Monday, August 31, 2009

Meanderings

Sorry, I've been doing this a lot lately. I've had more mini-posts I want to write, and more things I need to vent (I'm turning crotchety, I guess), and so you've been getting meanderings instead of substantive posts. It's either this or start Twittering, and I'd like to avoid that at all costs.

* Why do people wring their hands about an athlete's "legacy"? We are told that Brett Favre is ruining his legacy by un-retiring. But how many retired athletes can you name whose legacy was truly ruined (whatever a legacy actually is--it's a pretty nebulous term)? Steve Carlton bounced around pitching ineffectively, but he's still seen as Steve Carlton, Phillies Ace. Willie Mays is celebrated as one of the greatest players of all-time despite bumbling around with the Mets.

I also don't understand why people are so emotionally invested in athletes retiring. If they still want to play, and a team still wants to employ them, I have no problem with it. I understand frustration at media coverage ("Oh look, there's Favre getting off the plane!"), but try to separate general ESPN disgust from the athletes themselves. I can also see why Packers fans would be annoyed that their icon is going to play for a division rival. But outside of that, the reaction to Favre puzzles me.

* It never ceases to amaze me how the billionaires who own pro sports franchises have managed to convince the public that the (relatively) uneducated millionaires that they employ (and their agents, of course) are screwing them over. It is a remarkable phenomenon.

I need to issue the disclaimer that I'm not saying that the owners are wrong simply because they are billionaires, and that the lesser income group must be getting the shaft. That's not what I'm saying at all. I think that both the owners and the players are right about some things and wrong about others (and of course neither group is homogeneous in their motivation and desires). It's just that the public as a whole seems to always side with the owners. Here are just a handful of situations in which this manifests itself:

1. The owners have apparently managed to convince the public that increased salaries drive ticket price increases, rather than the opposite--more revenue to teams means more potential value added by players (of course, labor costs could change the profit-maximizing ticket price, but it's folly to think that ticket prices would be dramatically lower if salaries were lower).

2. Players are derided by many fans for trying to exert some control over which organization they begin their careers with (even if they can only do it by making vague pre-draft bonus demands). But the system that assigns players to organizations with no choice, and rewards failure (at least in theory) is an accepted part of every sport.

3. You have the strange concept of "loyalty", which is a one-way street meaning that players are loyal to their teams, whatever that even means. Trades are accepted as part of the game, but if a player dares to leave via free agency, he is a scoundrel. Players who display what seems to qualify as loyalty (and thus worthy of admiration) are sometimes derided as losers (as seen when Jake Peavy initially rejected his trade to the White Sox). Players who are jerked around by their teams in service time maneuvers are expected to show loyalty. Players are expected to show loyalty to whichever team they happen to play for currently, even if they have a different hometown team they'd ideally like to play for.

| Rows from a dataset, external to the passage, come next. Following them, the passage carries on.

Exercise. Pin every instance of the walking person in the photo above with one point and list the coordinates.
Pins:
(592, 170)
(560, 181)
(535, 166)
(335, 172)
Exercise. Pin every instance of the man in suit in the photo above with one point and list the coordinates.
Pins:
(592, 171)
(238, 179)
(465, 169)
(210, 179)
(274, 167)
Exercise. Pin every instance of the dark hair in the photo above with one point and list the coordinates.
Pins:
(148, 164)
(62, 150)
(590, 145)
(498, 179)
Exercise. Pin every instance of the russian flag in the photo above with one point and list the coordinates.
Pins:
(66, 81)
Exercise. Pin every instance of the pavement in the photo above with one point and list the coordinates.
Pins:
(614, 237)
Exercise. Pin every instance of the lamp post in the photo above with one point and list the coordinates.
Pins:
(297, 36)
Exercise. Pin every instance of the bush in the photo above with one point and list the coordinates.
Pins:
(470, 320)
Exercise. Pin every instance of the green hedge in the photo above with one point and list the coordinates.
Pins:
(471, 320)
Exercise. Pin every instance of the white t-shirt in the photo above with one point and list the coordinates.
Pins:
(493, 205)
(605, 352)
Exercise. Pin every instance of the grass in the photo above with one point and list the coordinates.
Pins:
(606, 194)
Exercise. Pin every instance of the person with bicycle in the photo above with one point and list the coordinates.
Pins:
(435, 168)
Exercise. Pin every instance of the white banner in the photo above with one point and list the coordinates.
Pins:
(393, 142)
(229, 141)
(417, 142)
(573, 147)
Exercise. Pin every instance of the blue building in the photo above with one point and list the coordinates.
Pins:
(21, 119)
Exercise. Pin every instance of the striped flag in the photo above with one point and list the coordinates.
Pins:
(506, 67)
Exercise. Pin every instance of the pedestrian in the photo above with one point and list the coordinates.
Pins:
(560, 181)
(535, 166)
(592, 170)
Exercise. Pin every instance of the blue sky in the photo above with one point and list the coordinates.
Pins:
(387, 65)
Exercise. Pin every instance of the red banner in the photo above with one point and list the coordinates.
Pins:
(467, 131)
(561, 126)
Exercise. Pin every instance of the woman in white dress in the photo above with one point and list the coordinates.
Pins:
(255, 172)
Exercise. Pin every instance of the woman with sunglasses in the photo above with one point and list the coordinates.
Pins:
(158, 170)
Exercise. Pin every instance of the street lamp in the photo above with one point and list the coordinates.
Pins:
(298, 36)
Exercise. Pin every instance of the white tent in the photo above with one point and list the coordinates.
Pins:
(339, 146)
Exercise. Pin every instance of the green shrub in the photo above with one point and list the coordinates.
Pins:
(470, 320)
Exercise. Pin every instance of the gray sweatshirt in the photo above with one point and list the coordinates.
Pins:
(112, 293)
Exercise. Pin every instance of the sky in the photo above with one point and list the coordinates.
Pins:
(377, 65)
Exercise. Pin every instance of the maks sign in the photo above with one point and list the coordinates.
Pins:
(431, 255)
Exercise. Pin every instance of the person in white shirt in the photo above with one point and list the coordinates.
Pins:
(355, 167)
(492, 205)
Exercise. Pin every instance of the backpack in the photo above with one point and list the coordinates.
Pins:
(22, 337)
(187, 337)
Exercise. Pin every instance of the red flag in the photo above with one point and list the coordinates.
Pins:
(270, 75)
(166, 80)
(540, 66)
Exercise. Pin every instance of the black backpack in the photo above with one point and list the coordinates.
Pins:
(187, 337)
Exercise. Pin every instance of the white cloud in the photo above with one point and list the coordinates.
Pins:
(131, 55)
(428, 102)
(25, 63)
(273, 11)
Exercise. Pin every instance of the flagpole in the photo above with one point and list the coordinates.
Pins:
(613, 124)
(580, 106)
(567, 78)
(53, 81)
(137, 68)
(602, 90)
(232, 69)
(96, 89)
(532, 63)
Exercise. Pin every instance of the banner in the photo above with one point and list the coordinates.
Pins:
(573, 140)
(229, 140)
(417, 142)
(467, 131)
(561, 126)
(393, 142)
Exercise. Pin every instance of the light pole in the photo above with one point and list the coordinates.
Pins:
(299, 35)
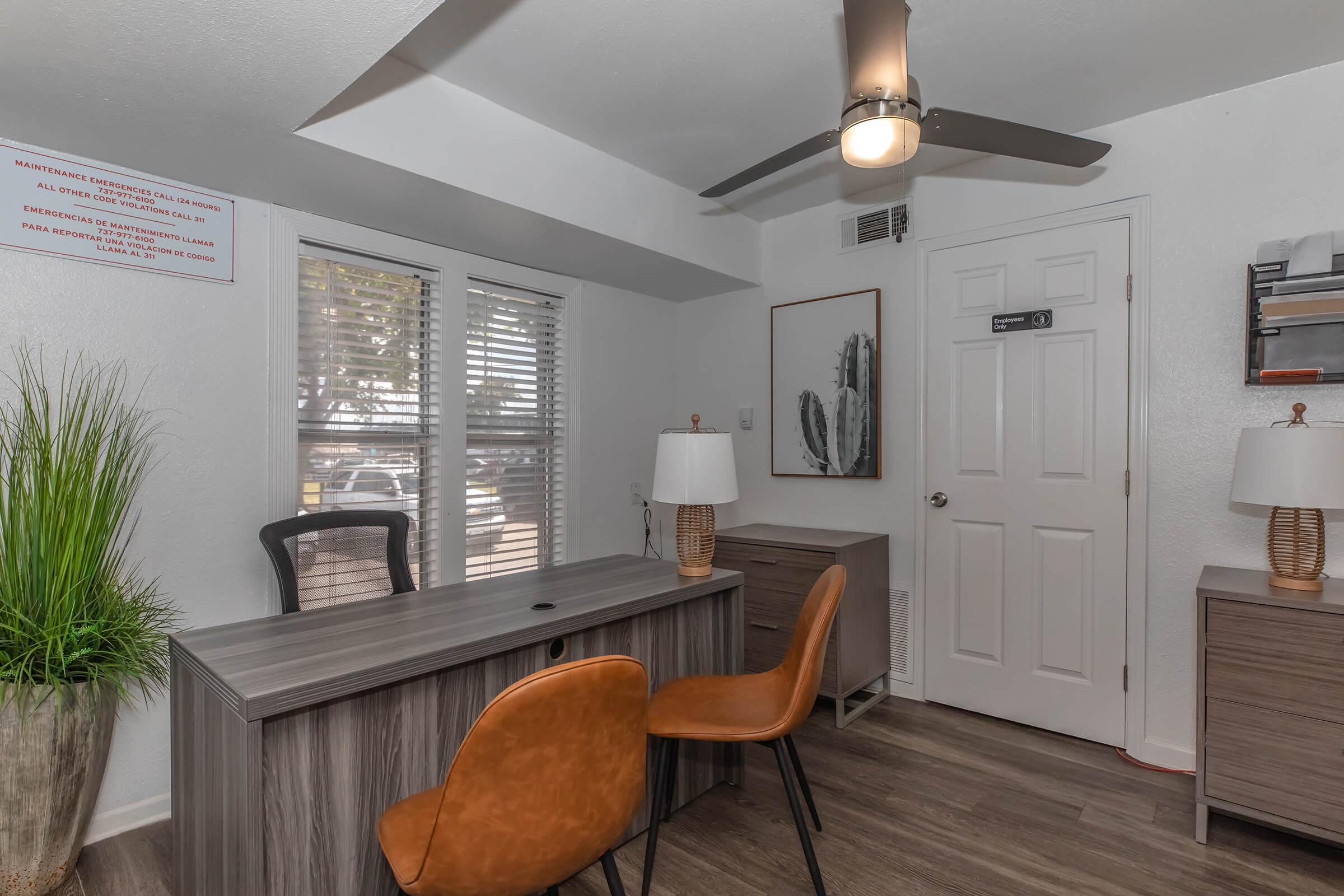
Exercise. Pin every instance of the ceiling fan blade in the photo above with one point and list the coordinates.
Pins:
(791, 156)
(875, 42)
(964, 130)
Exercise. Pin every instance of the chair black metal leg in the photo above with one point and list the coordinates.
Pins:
(671, 796)
(797, 817)
(613, 875)
(803, 781)
(660, 792)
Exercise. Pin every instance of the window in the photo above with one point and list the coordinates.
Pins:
(368, 393)
(515, 430)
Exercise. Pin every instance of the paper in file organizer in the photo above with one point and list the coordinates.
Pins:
(1311, 254)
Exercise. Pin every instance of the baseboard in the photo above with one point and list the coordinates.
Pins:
(116, 821)
(905, 689)
(1168, 755)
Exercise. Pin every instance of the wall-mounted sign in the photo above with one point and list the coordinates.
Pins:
(71, 209)
(1043, 319)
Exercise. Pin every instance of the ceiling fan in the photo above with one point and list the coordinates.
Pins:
(882, 123)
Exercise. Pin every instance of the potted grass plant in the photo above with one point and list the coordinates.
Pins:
(82, 629)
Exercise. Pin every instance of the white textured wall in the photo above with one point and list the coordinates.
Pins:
(1221, 180)
(203, 349)
(627, 386)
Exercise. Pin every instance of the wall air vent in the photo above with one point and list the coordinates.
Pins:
(901, 634)
(874, 226)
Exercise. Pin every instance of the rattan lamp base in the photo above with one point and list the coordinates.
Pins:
(1296, 548)
(696, 539)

4. Players are often criticized for chasing an extra million dollars or two--"Why isn't $12 million enough? Why do you need $15 million?" Of course, this same question is never asked of the owner--"Why do you need to make $20 million in profit? Isn't $17 million enough?"

5. Owners' claims of poverty are generally accepted. We are supposed to believe that these billionaires have absolutely no business sense when it comes to sports and are losing money left and right, necessitating public stadium financing, contraction, or some other scheme that is against the best interest of fans as a whole--despite the fact that different billionaires keep shelling out hundreds of millions of dollars to buy into the industry.

Incidentally, my position on all of this is that both sides should be expected to seek what is in their economic self-interest, and that neither side is wrong for doing so. It's just that the public sides with sports management to a much greater extent (as far as I can tell) then they do in other industries.

* We're getting to that time of year when everyone is all atwitter about the BBWAA awards. As I've said before, I try not to pay too much attention to those--just enough to get a good laugh but not pop a blood vessel when Ryan Howard finishes second in the NL MVP vote or what have you. The Internet Baseball Awards and certain individual's own hypothetical ballots are worthy of more attention in my eyes.

However, my efforts sometimes fail, and I find it irresistible to comment in one way or another. I had a discussion with Sky of Beyond the Box Score recently, and in the course of it I noticed that Roy Halladay has never received a single MVP vote in his career. Not even one measly tenth-place vote. Halladay won the AL Cy Young in 2003 but did not receive a vote for MVP, while Carlos Lee (830 OPS) did and Shannon Stewart (823 OPS) finished fourth.

Halladay is an unusual case--it seems from a perfunctory look at recent voting that the top Cy Young contenders usually manager to get a nod somewhere on a few ballots. But certainly not the extent that I think they deserve to (or advanced metrics think they deserve to).